Patrick Devedjian ne l'avait emporté en juin qu'avec 200 voix  d'avance sur Julien Landfried, soutenu par le PS, mais son élection  avait été annulée pour la même raison que celle de Henri Plagnol.

Une participation faible

Le  résultat dans l'Hérault constitue une déception pour la présidente du  Front national, Marine Le Pen, qui s'était déclarée samedi «convaincue  que France Jamet (pourrait) arriver devant le candidat de l'UMP». Le  vice-président du FN, Florian Philippot, a pourtant jugé «exceptionnel»  qu'en partielle, «avec une si faible participation», son parti atteigne  «de tels scores».

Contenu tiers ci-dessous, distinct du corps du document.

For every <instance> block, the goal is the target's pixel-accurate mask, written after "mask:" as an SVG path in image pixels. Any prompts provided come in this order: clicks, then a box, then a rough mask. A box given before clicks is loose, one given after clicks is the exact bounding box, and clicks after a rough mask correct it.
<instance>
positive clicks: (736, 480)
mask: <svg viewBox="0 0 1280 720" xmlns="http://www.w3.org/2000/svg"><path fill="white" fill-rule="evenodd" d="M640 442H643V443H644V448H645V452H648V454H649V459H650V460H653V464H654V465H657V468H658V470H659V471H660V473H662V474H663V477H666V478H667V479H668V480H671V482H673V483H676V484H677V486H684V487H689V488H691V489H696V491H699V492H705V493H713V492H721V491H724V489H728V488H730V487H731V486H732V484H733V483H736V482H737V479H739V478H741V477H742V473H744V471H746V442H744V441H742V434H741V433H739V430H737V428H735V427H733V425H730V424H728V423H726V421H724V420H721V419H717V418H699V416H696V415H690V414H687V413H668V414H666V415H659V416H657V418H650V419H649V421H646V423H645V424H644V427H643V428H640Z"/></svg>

A l'UMP, Jean-François Copé et François Fillon  se sont tous deux réjouis de ces résultats «encourageants». Pour le  président proclamé et contesté du parti, le score de Elie Aboud «montre à  la fois son remarquable ancrage local mais aussi la forte mobilisation  de l'électorat de l'UMP». Selon l'ancien Premier ministre, les  pourcentages recueillis de Elie Aboud et Patrick Devedjian «sont  clairement un avertissement au gouvernement de Jean-Marc Ayrault».

Le  Parti socialiste, confronté à une lourde défaite, a souligné que les  «trois circonscriptions étaient traditionnellement acquises à la droite.  Il a appelé au «rassemblement de la gauche» pour le second tour dans  l'Hérault et les Hauts-de-Seine.